Friday 19 January 2018

We can and must teach a "Can Do!" culture.

Working with a group of teachers this week I was asked to share what I had learnt in over 40 years as teacher, leader etc...

I spoke about the importance of REVIEW prior to ANALYSIS and PLANNING because I am an evangelist for Action-Research and developing a REFLECTIVE profession...

I mused that we all make assumptions and that it's important to be open about what they are, if we are to plan our teaching and leading effectively.  I went on to hypothesise that assumptions, such as these, become beliefs when they are shown to be true, over time.

I then projected this slide:

It reads:

Show me a problem, a concern, a worry, or a barrier to improvement and success and I’ll find someone somewhere in the system who forgot to, didn’t, or couldn’t work out how to stop it, mitigate it, or cope with it. Then I’ll (want to) help them sort it.

I’ve learnt, and observed, that barriers to success, come down to a lack of capacity in individuals, teams and organisations to “review their effectiveness and plan to improve”.

So, I now believe that self-evaluation and planning is a critical skill, that can and must be taught.  It embeds the capacity to become independent and, later, interdependent.  It builds a “Can do” culture in families, schools and the workplace.  Crucially, it spreads a deeper and more powerful understanding of community, society and democracy.

On reflection:

I reckon most of my BLOG/rants have grown from this belief!  I often megaphone about colleagues, fellow citizens and those in authority who somehow missed something critical that was happening all around them.  Whether it is abuse, corruption, bullying, oppression, environmental ignorance or just unacceptable sloppiness across the board.

The phrase that epitomises the after effect of such lapses and suffuses the hollow excuses, even apologies, when they are offered, is, "These were unintended consequences".  This, self justifying utterance, is an acceptance that someone, somewhere, perhaps the speaker, did not think through what they were doing, or not doing, before they acted... Well, I think and shout, "They bloody well should have done!"

Am I being harsh?  Is this too simplistic?  Maybe I'm railing against apathy and, as I was once chided, "Baying at the moon".

I have come to believe that nothing can and will improve until an "action research minded" individual, or group, steps into the failing arena. My goodness - no it's their goodness - there are some warming examples of individual campaigners, sufferers, whistleblowers and heroes who have the strength and moral purpose to sand up for what they feel, know or believe is "right" and "just".

The hopeful bit

(So) The only way I can see of making any positive difference is by teaching our children that they can make a difference by thinking deeply and acting accordingly.  When educationalists, parents and community leaders teach in this way - we are building hope into the curriculum.  We are inoculating a generation against apathy and breeding thinking citizens who will be able to make judgements about their immediate and wider world. They will likely be interdependent and caring, rather than independent and selfish.
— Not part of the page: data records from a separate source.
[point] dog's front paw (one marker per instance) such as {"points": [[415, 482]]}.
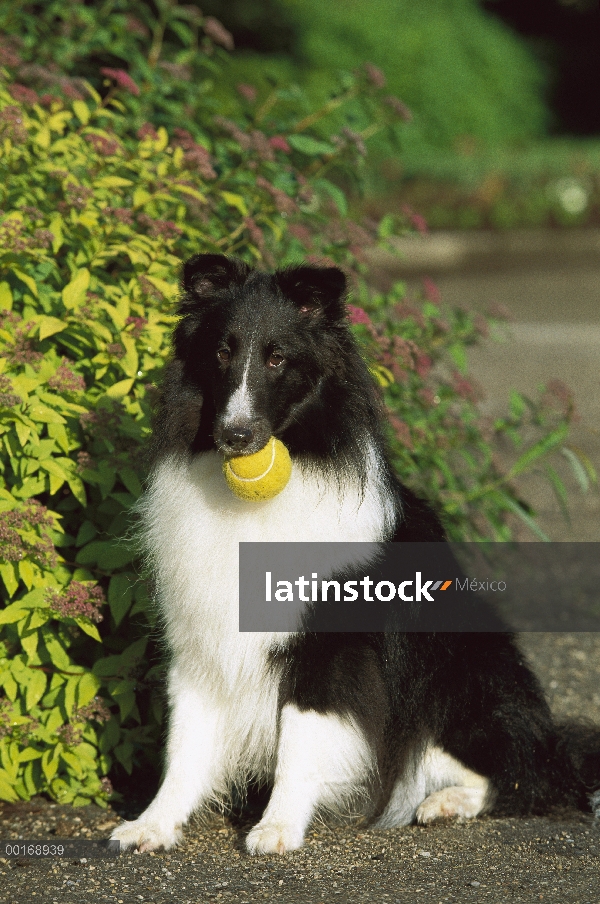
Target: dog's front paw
{"points": [[452, 803], [274, 838], [146, 835]]}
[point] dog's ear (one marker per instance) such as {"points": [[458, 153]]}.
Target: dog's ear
{"points": [[205, 274], [314, 289], [177, 418]]}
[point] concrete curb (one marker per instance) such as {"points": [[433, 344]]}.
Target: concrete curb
{"points": [[480, 251]]}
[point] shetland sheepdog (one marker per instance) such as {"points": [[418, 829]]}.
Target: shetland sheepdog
{"points": [[394, 727]]}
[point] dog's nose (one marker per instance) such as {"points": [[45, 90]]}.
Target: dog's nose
{"points": [[237, 438]]}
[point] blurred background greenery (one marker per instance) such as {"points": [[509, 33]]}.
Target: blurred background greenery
{"points": [[501, 94]]}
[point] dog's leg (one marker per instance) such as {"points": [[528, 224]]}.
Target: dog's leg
{"points": [[322, 760], [192, 767]]}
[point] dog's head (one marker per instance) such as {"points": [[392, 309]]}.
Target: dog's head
{"points": [[251, 352]]}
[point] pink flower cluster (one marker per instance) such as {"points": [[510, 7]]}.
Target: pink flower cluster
{"points": [[23, 95], [374, 75], [16, 528], [254, 141], [122, 78], [121, 214], [284, 204], [77, 196], [8, 398], [21, 351], [357, 315], [218, 33], [138, 324], [195, 155], [163, 228], [77, 600], [11, 125], [14, 236]]}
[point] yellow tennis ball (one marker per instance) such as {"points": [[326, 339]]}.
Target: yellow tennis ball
{"points": [[259, 476]]}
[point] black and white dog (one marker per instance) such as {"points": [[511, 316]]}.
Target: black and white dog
{"points": [[396, 727]]}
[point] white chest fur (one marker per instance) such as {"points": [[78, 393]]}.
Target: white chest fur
{"points": [[193, 525]]}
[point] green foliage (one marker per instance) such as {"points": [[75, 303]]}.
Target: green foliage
{"points": [[97, 215], [459, 69]]}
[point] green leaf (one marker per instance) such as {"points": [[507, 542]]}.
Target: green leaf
{"points": [[458, 353], [335, 193], [28, 280], [9, 579], [120, 389], [6, 299], [235, 201], [74, 293], [312, 147], [120, 596], [89, 628], [56, 651], [13, 613], [559, 491]]}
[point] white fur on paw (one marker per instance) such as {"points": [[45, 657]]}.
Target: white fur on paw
{"points": [[273, 838], [146, 836], [451, 803]]}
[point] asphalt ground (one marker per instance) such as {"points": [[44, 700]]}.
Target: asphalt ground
{"points": [[550, 859]]}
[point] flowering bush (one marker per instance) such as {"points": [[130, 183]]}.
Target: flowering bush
{"points": [[97, 214]]}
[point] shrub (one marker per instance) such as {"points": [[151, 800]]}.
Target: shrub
{"points": [[96, 219]]}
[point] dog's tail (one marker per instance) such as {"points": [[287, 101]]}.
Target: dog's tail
{"points": [[579, 743]]}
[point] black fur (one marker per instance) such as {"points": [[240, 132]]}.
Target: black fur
{"points": [[472, 694]]}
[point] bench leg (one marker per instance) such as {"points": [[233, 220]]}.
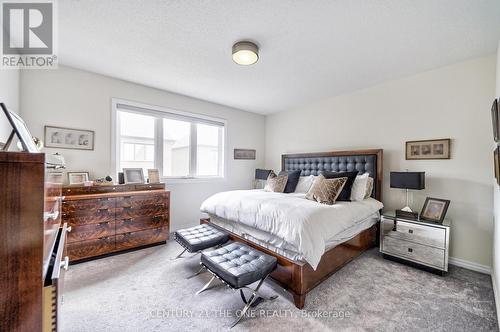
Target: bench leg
{"points": [[254, 299], [178, 256], [207, 286], [200, 271], [299, 300]]}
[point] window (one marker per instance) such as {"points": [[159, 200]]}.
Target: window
{"points": [[179, 144]]}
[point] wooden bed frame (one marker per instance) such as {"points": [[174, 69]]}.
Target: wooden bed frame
{"points": [[299, 278]]}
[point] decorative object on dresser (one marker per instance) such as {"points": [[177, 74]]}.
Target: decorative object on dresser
{"points": [[495, 118], [33, 243], [105, 181], [153, 175], [408, 180], [423, 243], [69, 138], [109, 219], [244, 154], [133, 175], [434, 209], [428, 149], [78, 177]]}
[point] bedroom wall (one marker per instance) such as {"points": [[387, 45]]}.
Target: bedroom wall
{"points": [[453, 102], [73, 98], [9, 95], [496, 235]]}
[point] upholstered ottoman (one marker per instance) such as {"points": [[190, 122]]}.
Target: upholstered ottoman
{"points": [[199, 238], [239, 265]]}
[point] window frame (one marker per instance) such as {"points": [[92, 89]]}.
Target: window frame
{"points": [[160, 113]]}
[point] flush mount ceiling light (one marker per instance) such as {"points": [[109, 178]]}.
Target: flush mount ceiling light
{"points": [[245, 53]]}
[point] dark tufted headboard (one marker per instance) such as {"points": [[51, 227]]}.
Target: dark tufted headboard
{"points": [[338, 161]]}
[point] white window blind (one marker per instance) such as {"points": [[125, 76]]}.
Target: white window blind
{"points": [[178, 144]]}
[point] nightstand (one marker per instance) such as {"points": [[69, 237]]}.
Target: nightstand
{"points": [[422, 242]]}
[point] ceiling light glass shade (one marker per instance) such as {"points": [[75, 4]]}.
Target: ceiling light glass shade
{"points": [[245, 53]]}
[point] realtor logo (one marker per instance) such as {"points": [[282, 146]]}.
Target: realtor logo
{"points": [[28, 35]]}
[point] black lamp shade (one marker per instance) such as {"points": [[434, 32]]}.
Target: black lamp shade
{"points": [[408, 180], [262, 174]]}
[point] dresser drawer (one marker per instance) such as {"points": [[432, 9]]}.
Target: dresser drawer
{"points": [[434, 257], [80, 205], [427, 235], [140, 238], [136, 224], [91, 231], [142, 200], [89, 248], [88, 211], [139, 206]]}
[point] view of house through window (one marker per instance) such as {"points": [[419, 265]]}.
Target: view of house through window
{"points": [[178, 146]]}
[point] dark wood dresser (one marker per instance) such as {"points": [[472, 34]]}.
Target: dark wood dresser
{"points": [[110, 219], [31, 243]]}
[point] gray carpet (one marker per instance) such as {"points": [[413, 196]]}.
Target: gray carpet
{"points": [[145, 291]]}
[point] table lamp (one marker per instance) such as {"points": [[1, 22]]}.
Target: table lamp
{"points": [[408, 180]]}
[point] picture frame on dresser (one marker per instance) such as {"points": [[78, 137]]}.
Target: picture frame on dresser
{"points": [[133, 175], [79, 178]]}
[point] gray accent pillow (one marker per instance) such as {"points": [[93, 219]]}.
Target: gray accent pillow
{"points": [[326, 191], [276, 183]]}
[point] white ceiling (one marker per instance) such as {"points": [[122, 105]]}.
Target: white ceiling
{"points": [[308, 49]]}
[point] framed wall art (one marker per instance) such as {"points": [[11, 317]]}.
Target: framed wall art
{"points": [[69, 138], [428, 149], [434, 209], [244, 154]]}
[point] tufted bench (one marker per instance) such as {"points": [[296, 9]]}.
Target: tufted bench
{"points": [[199, 238], [239, 265]]}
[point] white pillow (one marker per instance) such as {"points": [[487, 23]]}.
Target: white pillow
{"points": [[358, 189], [305, 183]]}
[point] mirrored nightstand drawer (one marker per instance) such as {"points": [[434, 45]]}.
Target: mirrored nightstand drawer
{"points": [[422, 234], [415, 252]]}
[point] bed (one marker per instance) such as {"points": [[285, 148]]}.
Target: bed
{"points": [[298, 232]]}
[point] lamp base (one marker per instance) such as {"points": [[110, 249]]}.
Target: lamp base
{"points": [[406, 215]]}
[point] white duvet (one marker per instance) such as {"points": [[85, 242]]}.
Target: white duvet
{"points": [[305, 224]]}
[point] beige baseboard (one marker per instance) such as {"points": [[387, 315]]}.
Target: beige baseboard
{"points": [[470, 265]]}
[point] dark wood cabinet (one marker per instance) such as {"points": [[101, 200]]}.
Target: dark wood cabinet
{"points": [[110, 219], [31, 243]]}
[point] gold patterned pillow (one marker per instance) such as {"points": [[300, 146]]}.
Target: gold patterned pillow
{"points": [[325, 190], [276, 183], [369, 187]]}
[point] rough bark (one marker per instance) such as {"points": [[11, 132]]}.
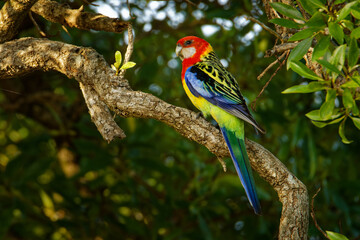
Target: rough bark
{"points": [[12, 15], [63, 14], [99, 82]]}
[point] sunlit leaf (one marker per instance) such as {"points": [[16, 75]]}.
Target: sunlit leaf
{"points": [[317, 21], [287, 10], [315, 115], [327, 107], [128, 65], [338, 57], [355, 33], [308, 6], [285, 23], [319, 4], [311, 87], [321, 48], [329, 66], [307, 32], [299, 51], [348, 99], [312, 154], [356, 79], [342, 134], [118, 57], [345, 11], [303, 71], [336, 32], [355, 13], [350, 84], [356, 122], [353, 54]]}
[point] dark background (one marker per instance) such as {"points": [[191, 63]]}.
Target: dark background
{"points": [[60, 180]]}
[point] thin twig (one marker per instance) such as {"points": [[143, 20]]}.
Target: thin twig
{"points": [[128, 4], [271, 65], [313, 214], [253, 104], [36, 25], [266, 28], [280, 48], [129, 49]]}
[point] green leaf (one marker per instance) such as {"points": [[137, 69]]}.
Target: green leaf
{"points": [[355, 33], [350, 84], [356, 122], [308, 6], [303, 71], [327, 108], [348, 99], [346, 141], [345, 11], [318, 20], [355, 110], [329, 66], [356, 79], [116, 65], [353, 54], [285, 23], [128, 65], [338, 2], [347, 24], [321, 48], [355, 13], [118, 57], [299, 51], [338, 57], [323, 124], [315, 115], [308, 32], [308, 88], [336, 32], [287, 10], [319, 4]]}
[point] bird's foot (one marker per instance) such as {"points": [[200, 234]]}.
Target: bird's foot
{"points": [[199, 114]]}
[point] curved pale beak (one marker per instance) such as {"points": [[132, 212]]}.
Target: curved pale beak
{"points": [[178, 52]]}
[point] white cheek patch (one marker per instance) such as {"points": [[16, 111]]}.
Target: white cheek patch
{"points": [[188, 52]]}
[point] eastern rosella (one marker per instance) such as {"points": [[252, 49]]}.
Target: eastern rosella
{"points": [[215, 92]]}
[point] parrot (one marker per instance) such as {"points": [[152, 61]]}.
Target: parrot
{"points": [[214, 91]]}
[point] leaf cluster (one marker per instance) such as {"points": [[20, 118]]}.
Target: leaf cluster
{"points": [[328, 37]]}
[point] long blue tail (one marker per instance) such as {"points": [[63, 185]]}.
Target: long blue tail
{"points": [[241, 162]]}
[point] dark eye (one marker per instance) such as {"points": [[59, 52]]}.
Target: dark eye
{"points": [[188, 42]]}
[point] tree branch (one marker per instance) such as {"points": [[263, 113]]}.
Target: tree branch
{"points": [[89, 68], [12, 15], [63, 14]]}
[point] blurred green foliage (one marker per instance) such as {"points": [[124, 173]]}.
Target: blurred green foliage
{"points": [[60, 180], [335, 26]]}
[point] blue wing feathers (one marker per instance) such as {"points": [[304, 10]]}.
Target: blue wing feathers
{"points": [[241, 162], [201, 84]]}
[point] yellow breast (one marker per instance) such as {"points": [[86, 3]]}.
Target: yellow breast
{"points": [[199, 102]]}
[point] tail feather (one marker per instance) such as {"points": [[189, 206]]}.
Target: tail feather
{"points": [[241, 162]]}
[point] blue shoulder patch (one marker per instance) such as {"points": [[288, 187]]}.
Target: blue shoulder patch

If you are like me and so many others I hear bemoaning the "current situation" around and about our lives, work and politics... I just ask that you do all you can to encourage the critical skills of: judgements based on evidence; analysis of critical factors, and prioritised action to weaken barriers to improvement and success.

Isn't this about, "Looking at what we are doing, with a view to doing it better next time?"

I repeat - Am I being harsh?  Is this too simplistic?  Maybe I'm railing against apathy and, as I was once chided, "Baying at the moon".

10 things we can resolve to do:
(or at least check out with reliable others whether we are right to consider such action)
  • Whistleblow, report, challenge unacceptable behaviour.
  • Praise and publicise good acts
  • Refuse to buy goods and services from corrupt, or unethical companies
  • Offer positive feedback and reviews for those who provide good products and sevices
  • Recycle correctly and search for environmentally sensible products
  • Pick up other peoples litter
  • Use energy wisely
  • Argue on behalf of those who are too weak, or vulnerable to make their own case.
  • Gently (and increase pressure on a rising scale) challenge ourselves, and those closest to us, when we fail to act on witnessing unacceptable behaviour and actions (even if this is at some personal cost).
  • Vote - always vote and weigh up the consequences of your vote on vulnerable citizens across our world.